Sylvain Prunenec - Traversée transcontinentale, Danses métronomiques au marché de la viande d'Oulan Bator, août 2019. © Alliance Française
portrait

œuvre, 30 septembre 2021

Sylvain Prunenec - Traversée transcontinentale, Danses métronomiques au marché de la viande d'Oulan Bator, août 2019. © Alliance Française

48e parallèle, chorégraphies pour longues distances Entretien avec Sylvain Prunenec

Entretien par Patricia Brignone

Sommaire

Le 26 mars 2021 a eu lieu un événement rare : la restitution par le chorégraphe Sylvain Prunenec d’une traversée de 5 mois, qui l’a conduit de la pointe du Raz à l’île de Sakhaline en Russie extrême-orientale. Une traversée effectuée le long du 48e parallèle, selon tous les modes de transport possibles : à pied, en bateau, en avion et au long d’interminables chemins de fer. Imaginée comme un spectacle total, où se conjuguent corps en présence, sons, voix, mouvements, images, la proposition artistique qui en résulte a pour titre éloquent 48e parallèle, chorégraphies pour longues distances. Conçue avec la collaboration de Sophie Laly pour le travail vidéo et Ryan Kernoa pour la création sonore, elle opère de façon aussi vertigineuse que le projet qui l’a vu naître.
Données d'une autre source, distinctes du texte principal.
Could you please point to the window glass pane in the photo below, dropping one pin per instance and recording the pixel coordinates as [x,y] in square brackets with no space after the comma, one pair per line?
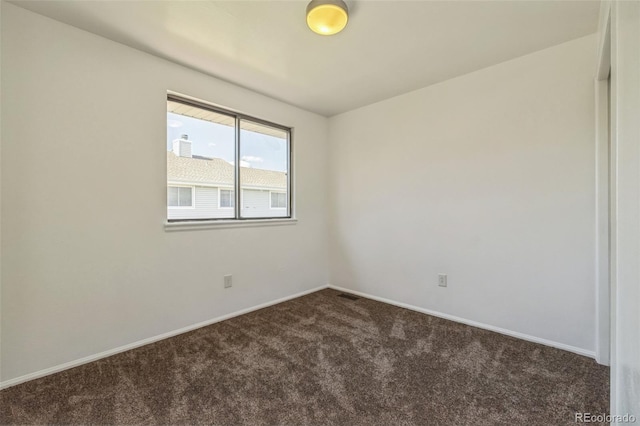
[264,164]
[227,198]
[185,197]
[200,149]
[172,196]
[278,200]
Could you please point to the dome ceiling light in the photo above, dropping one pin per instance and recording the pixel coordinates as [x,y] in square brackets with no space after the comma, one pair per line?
[327,17]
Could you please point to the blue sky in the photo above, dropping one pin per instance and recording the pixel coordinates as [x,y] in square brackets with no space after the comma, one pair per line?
[216,140]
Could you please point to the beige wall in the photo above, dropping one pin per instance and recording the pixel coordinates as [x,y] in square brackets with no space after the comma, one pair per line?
[488,178]
[86,263]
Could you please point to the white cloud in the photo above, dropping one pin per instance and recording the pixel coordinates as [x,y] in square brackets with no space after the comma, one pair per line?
[252,159]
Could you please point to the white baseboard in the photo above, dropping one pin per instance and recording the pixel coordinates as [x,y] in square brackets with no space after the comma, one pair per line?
[91,358]
[569,348]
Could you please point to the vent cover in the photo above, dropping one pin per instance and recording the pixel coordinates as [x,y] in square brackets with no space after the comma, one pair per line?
[348,296]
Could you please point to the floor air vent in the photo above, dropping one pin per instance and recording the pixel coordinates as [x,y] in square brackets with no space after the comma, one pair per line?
[348,296]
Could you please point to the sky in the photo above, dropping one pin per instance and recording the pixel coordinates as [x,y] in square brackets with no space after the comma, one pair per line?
[210,139]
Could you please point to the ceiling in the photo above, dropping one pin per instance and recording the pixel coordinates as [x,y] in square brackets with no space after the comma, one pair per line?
[388,47]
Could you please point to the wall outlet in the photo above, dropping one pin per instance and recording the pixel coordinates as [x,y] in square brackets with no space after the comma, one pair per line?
[442,280]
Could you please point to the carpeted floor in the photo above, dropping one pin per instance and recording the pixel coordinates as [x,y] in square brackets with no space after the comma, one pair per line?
[321,359]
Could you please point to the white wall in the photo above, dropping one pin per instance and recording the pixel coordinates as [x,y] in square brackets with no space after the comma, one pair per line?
[82,118]
[488,178]
[625,290]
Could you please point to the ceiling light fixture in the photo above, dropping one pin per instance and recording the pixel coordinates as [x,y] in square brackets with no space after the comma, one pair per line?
[327,17]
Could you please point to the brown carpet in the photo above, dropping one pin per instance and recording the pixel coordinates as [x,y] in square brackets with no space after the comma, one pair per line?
[321,359]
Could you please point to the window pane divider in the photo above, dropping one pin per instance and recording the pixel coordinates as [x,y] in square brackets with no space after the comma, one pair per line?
[236,184]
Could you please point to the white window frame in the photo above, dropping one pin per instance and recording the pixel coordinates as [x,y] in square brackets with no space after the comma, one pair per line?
[193,197]
[220,206]
[238,220]
[271,200]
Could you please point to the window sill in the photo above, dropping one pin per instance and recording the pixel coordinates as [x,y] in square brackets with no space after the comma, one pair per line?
[231,223]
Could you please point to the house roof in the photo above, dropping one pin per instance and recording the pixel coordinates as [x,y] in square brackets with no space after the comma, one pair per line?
[216,171]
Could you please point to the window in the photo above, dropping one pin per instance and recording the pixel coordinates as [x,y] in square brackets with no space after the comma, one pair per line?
[239,166]
[278,200]
[180,196]
[227,198]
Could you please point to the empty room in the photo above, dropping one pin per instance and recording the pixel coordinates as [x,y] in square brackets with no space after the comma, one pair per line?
[326,212]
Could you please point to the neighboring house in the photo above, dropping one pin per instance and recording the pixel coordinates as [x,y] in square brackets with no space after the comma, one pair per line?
[202,188]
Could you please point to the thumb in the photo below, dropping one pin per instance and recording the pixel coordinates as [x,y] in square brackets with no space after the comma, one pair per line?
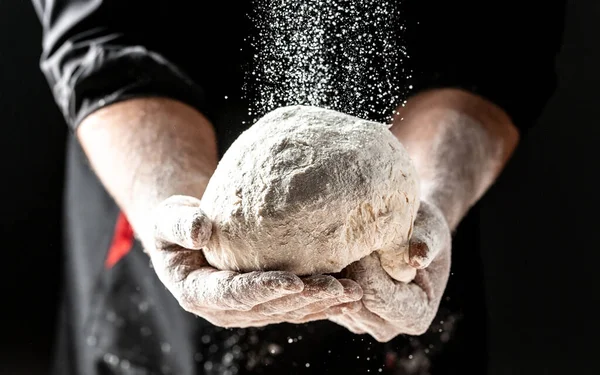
[430,235]
[179,220]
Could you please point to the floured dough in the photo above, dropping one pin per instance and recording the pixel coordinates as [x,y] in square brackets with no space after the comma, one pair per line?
[311,190]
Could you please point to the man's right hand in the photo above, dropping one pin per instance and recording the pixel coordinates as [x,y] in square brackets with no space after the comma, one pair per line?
[228,298]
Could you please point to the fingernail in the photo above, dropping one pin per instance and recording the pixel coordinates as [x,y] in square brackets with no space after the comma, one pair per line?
[291,283]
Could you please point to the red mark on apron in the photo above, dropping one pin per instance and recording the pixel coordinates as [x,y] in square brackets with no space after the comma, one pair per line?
[122,242]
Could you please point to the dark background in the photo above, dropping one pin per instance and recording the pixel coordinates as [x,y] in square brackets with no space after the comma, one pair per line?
[539,225]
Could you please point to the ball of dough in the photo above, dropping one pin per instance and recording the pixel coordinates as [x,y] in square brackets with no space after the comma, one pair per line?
[311,190]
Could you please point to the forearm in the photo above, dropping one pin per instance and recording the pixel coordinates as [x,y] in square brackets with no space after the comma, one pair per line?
[459,143]
[145,150]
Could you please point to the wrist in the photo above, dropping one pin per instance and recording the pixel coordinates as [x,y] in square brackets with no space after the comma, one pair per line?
[145,150]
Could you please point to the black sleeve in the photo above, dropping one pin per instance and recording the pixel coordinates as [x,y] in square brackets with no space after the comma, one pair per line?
[97,52]
[501,50]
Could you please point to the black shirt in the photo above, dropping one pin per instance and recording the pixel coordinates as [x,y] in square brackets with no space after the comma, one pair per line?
[121,320]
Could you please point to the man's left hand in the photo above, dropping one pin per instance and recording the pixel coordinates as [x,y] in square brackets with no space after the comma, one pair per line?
[389,307]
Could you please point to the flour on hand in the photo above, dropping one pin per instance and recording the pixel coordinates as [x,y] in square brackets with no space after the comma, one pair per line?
[310,190]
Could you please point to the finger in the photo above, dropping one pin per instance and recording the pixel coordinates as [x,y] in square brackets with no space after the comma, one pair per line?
[179,220]
[224,290]
[316,288]
[392,300]
[347,323]
[352,292]
[368,322]
[430,235]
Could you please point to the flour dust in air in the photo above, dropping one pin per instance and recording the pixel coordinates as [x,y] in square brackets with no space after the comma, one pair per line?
[342,55]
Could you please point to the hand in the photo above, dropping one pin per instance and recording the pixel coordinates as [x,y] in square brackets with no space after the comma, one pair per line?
[389,307]
[227,298]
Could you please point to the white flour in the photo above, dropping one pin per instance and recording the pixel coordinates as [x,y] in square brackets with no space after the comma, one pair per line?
[310,190]
[337,54]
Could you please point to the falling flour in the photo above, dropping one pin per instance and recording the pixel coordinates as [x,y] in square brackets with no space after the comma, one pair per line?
[311,190]
[348,56]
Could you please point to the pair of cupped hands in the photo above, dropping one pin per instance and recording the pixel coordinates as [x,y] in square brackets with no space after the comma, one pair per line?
[365,300]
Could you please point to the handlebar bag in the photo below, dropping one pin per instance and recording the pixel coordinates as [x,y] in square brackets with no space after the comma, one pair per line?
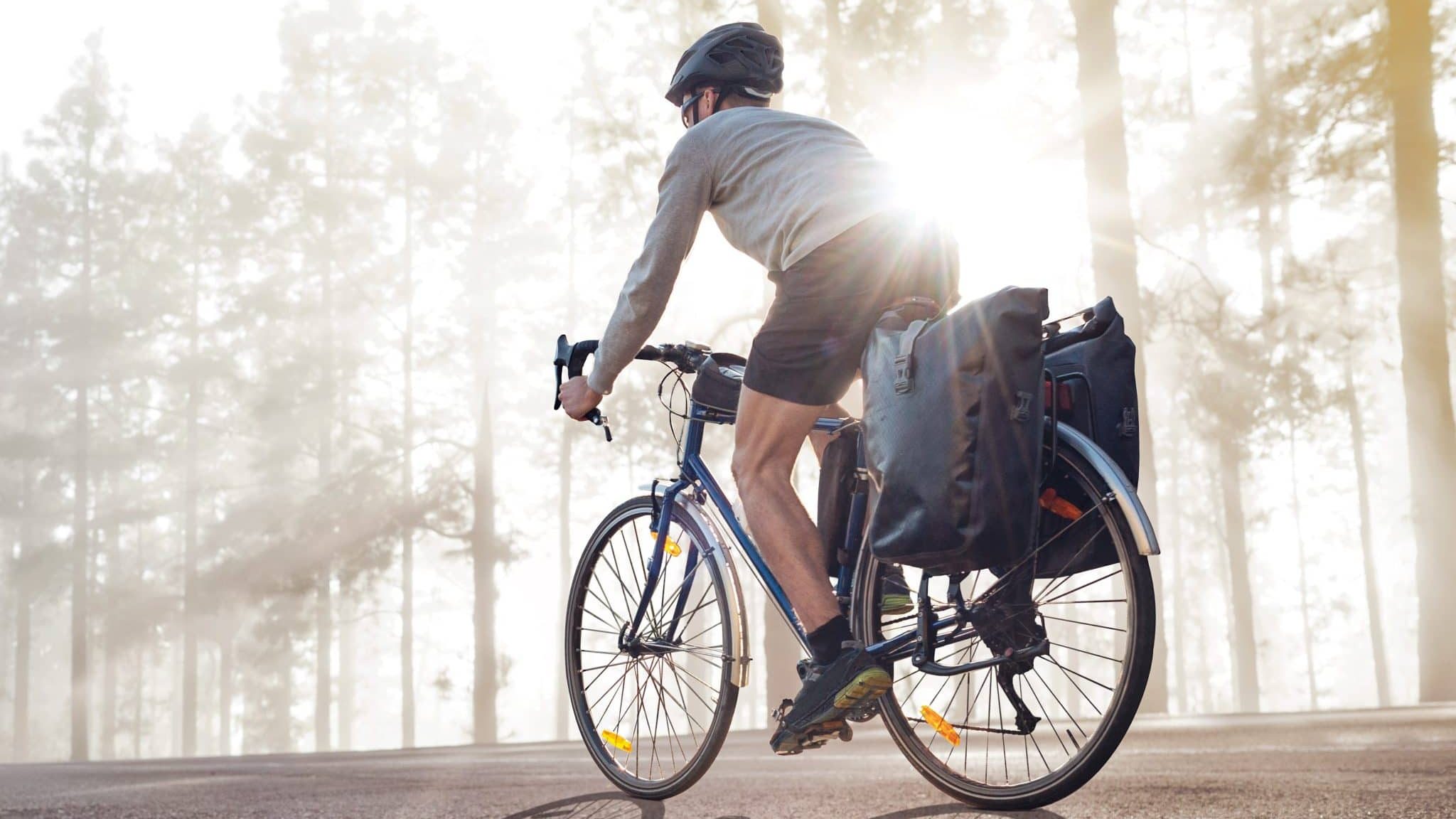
[953,432]
[719,381]
[1094,385]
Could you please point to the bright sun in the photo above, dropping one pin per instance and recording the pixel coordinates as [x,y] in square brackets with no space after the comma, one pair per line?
[1012,197]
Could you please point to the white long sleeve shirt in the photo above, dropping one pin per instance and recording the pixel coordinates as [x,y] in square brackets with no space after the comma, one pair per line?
[778,186]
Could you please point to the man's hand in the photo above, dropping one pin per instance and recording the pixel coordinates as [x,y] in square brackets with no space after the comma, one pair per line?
[577,398]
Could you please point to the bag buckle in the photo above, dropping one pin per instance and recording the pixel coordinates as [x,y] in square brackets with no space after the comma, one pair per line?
[903,375]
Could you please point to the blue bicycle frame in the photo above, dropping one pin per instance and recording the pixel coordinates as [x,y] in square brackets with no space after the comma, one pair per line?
[695,473]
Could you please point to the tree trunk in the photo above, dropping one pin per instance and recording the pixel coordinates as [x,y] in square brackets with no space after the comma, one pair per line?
[323,604]
[407,633]
[347,665]
[1246,651]
[568,429]
[482,552]
[1351,401]
[1303,572]
[80,518]
[1424,369]
[282,739]
[835,102]
[483,547]
[1179,557]
[139,677]
[1114,244]
[1261,162]
[190,499]
[112,646]
[21,716]
[225,692]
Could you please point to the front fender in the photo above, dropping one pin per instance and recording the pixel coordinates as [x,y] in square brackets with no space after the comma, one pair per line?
[718,551]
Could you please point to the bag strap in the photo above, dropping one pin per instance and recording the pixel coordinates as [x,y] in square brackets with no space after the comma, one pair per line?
[904,362]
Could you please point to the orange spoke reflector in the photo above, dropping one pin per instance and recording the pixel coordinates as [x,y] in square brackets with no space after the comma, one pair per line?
[1059,506]
[670,545]
[618,741]
[939,724]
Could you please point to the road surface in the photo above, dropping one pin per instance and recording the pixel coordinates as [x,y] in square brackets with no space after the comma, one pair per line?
[1400,763]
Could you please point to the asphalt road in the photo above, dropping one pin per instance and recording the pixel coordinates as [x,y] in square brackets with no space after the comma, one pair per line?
[1400,763]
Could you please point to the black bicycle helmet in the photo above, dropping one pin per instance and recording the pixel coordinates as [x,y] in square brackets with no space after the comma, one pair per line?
[737,55]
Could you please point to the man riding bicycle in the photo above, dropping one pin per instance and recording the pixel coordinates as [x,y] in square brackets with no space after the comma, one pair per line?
[807,200]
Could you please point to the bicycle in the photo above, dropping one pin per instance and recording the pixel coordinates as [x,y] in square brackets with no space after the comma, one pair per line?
[657,640]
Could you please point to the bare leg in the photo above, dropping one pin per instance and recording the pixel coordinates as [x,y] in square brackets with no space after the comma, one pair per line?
[766,442]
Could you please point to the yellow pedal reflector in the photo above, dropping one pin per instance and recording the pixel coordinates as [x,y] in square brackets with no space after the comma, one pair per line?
[669,545]
[618,741]
[939,724]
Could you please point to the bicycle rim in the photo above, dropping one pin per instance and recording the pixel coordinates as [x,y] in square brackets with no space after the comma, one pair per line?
[653,720]
[960,730]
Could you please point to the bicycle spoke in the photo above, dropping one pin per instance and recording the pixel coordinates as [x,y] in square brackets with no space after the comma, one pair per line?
[1054,732]
[1083,623]
[1059,701]
[1079,674]
[1085,652]
[676,669]
[1118,570]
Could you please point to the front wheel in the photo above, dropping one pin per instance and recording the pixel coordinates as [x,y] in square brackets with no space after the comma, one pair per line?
[654,712]
[963,732]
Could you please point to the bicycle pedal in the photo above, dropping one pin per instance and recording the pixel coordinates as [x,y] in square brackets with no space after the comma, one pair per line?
[782,710]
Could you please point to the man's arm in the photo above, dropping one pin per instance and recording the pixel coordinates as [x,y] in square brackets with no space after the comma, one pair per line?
[683,197]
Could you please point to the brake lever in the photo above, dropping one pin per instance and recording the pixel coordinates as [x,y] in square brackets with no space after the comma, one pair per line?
[572,358]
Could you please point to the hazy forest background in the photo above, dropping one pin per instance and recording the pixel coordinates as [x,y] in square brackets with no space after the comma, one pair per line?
[277,461]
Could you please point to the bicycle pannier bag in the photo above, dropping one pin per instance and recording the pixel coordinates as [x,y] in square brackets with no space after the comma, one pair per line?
[1096,391]
[1096,384]
[953,432]
[836,493]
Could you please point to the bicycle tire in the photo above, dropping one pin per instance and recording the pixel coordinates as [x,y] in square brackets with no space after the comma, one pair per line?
[596,560]
[1108,735]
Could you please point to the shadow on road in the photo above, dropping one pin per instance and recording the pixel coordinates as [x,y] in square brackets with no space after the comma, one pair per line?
[619,806]
[597,805]
[957,809]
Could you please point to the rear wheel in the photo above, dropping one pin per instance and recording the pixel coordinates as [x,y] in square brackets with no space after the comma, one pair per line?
[654,712]
[961,732]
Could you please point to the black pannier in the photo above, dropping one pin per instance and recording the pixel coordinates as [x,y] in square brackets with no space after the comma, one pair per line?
[1096,384]
[836,493]
[1094,388]
[953,432]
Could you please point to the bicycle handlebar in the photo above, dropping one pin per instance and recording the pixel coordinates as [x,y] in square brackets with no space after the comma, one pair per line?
[572,359]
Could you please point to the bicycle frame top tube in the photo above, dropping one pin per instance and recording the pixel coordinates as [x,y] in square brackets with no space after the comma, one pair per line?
[695,471]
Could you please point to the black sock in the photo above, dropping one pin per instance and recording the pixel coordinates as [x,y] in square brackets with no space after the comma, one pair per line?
[829,640]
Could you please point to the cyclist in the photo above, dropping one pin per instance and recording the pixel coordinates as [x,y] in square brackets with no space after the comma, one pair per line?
[805,198]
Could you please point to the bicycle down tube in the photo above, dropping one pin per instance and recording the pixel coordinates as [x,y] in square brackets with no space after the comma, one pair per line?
[695,473]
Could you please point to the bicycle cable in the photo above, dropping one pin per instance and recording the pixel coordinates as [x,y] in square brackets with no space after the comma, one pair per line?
[672,412]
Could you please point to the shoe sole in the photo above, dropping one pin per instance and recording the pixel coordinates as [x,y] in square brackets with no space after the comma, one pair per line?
[896,604]
[865,687]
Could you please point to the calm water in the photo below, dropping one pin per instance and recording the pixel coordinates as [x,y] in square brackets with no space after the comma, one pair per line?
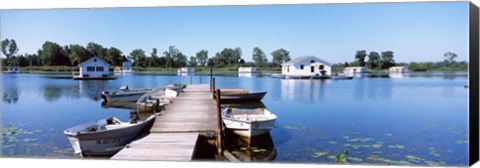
[417,119]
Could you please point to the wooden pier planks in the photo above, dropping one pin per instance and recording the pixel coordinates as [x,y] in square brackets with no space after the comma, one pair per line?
[175,132]
[161,146]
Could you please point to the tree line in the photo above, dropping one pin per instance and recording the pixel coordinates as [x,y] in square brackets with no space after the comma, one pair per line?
[385,60]
[53,54]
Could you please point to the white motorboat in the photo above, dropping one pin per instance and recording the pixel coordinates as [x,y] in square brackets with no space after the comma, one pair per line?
[106,136]
[123,96]
[155,101]
[248,122]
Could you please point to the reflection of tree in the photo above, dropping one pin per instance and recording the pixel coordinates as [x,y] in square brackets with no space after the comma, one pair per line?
[52,93]
[11,95]
[92,88]
[303,90]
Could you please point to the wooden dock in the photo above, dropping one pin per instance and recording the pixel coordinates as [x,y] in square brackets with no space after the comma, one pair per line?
[175,133]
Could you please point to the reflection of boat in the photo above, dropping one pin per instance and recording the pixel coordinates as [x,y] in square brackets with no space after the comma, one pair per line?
[106,136]
[155,101]
[120,105]
[260,148]
[248,122]
[240,95]
[123,96]
[257,104]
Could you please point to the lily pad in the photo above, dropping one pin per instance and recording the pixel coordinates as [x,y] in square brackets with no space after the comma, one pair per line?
[290,127]
[414,158]
[396,146]
[319,154]
[435,163]
[355,159]
[360,140]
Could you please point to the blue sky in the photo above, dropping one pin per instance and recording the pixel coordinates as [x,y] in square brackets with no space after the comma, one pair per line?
[414,31]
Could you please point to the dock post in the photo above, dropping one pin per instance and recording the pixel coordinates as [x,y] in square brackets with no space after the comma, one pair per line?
[211,76]
[213,88]
[219,124]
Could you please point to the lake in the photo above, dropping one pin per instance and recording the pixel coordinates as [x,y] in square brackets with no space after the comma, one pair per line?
[399,119]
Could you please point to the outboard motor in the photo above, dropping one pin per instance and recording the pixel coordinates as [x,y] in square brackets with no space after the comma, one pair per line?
[124,88]
[104,95]
[133,117]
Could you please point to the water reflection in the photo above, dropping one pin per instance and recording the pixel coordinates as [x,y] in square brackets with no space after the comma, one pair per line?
[304,90]
[259,148]
[397,75]
[92,88]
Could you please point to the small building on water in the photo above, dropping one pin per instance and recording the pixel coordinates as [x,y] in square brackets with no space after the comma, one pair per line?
[186,70]
[352,70]
[397,69]
[13,69]
[94,68]
[247,69]
[307,66]
[125,68]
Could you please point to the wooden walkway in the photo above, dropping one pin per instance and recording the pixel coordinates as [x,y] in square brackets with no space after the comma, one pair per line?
[175,132]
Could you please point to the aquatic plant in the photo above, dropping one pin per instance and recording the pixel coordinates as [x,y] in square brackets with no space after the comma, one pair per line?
[396,146]
[319,154]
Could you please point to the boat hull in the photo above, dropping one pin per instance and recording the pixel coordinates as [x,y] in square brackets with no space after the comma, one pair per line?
[243,97]
[106,142]
[126,96]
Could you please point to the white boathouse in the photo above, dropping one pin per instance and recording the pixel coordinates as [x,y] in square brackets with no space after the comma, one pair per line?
[94,68]
[306,66]
[397,69]
[186,70]
[352,70]
[247,69]
[125,68]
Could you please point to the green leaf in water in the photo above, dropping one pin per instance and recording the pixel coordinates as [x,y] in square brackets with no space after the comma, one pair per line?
[290,127]
[430,124]
[435,163]
[360,140]
[377,146]
[355,159]
[319,154]
[414,158]
[396,146]
[332,142]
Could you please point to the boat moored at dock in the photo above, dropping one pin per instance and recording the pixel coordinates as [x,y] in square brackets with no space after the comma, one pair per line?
[248,122]
[106,136]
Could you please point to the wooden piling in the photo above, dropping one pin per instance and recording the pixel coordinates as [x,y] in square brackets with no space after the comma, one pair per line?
[213,88]
[219,124]
[211,76]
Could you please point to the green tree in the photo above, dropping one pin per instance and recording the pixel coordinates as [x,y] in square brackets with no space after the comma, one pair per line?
[138,57]
[154,60]
[9,49]
[387,60]
[97,50]
[53,54]
[373,60]
[259,57]
[280,56]
[192,62]
[77,54]
[115,56]
[202,57]
[360,57]
[449,58]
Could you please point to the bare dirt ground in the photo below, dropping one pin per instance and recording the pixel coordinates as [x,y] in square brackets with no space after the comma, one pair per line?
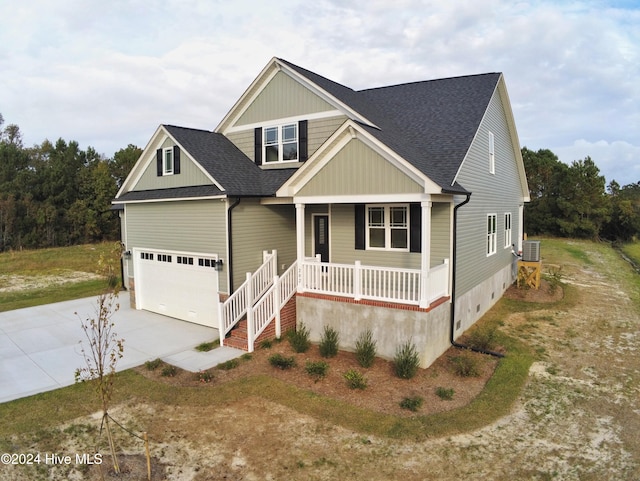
[578,417]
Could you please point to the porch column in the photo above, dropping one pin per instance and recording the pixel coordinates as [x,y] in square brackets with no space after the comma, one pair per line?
[425,253]
[300,242]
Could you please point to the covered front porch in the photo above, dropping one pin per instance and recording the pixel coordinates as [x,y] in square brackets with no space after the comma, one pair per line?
[413,268]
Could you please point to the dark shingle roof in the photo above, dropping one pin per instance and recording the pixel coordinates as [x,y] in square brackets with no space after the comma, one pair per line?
[431,124]
[235,172]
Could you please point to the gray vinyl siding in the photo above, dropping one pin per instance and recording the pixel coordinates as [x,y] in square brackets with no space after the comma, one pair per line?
[190,174]
[440,233]
[342,238]
[491,194]
[282,97]
[256,228]
[189,226]
[318,131]
[357,170]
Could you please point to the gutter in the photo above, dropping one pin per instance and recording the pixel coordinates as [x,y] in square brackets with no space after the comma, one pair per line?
[453,285]
[230,244]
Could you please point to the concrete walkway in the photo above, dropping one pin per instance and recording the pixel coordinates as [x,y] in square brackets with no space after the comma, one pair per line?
[40,349]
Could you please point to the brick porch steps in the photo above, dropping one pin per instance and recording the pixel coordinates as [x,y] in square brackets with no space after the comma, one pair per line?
[238,337]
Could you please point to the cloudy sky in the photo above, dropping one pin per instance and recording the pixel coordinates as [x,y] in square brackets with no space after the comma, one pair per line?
[107,73]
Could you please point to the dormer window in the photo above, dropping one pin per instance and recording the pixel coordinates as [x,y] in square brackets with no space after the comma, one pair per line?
[168,161]
[281,143]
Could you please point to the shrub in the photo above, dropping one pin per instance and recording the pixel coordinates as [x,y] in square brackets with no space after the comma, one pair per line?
[365,349]
[153,365]
[412,403]
[228,365]
[355,380]
[329,342]
[299,339]
[207,346]
[281,362]
[483,338]
[465,365]
[317,369]
[406,361]
[444,393]
[204,376]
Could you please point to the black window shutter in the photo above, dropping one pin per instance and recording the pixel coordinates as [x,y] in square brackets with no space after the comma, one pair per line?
[159,162]
[360,226]
[176,159]
[415,228]
[257,133]
[302,141]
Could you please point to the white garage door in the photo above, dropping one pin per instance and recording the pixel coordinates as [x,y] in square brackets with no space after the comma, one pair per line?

Patricia Brignone : Plus qu’une simple chorégraphie, 48e parallèle tient aussi bien du récit dansé, bougé que d’une expérience de vie, qui réunit diverses formes et médiums. Peux-tu revenir sur la genèse de ce projet, que l’on devine motivé par la nécessité de s’engager dans un nouveau type d’écriture chorégraphique ?

Sylvain Prunenec : Au départ, il y a deux désirs qui n’ont pas forcément grand-chose à voir entre eux, mais qui, dans le cadre de ce projet de traversées, vont devenir complémentaires : le désir de marcher et de passer du temps dans la nature, et celui d’aller présenter sur des places publiques ce que j’ai appelé les Danses métronomiques. Les marches dans la nature sont une pratique plutôt solitaire, alors que la danse est considérée ici comme un moyen d’entrer en contact avec les autres, les passants, les habitants. Les marches se déploient sur des temps et des espaces longs (5 à 6 heures par jour, 20 à 30 km par jour), le mouvement varie peu et l’effort est assez régulier. Même s’il y a des variations d’intensité (dans les ascensions, par exemple), ces variations sont rarement soudaines. Les danses, au contraire, concentrent l’activité du corps sur un temps court (une trentaine de minutes) ; les mouvements sont beaucoup plus diversifiés et les rythmes, plus contrastés. Ce qui constitue la chorégraphie dans ce projet, ce sont autant les danses que le chemin parcouru pour aller d’un lieu de présentation à un autre.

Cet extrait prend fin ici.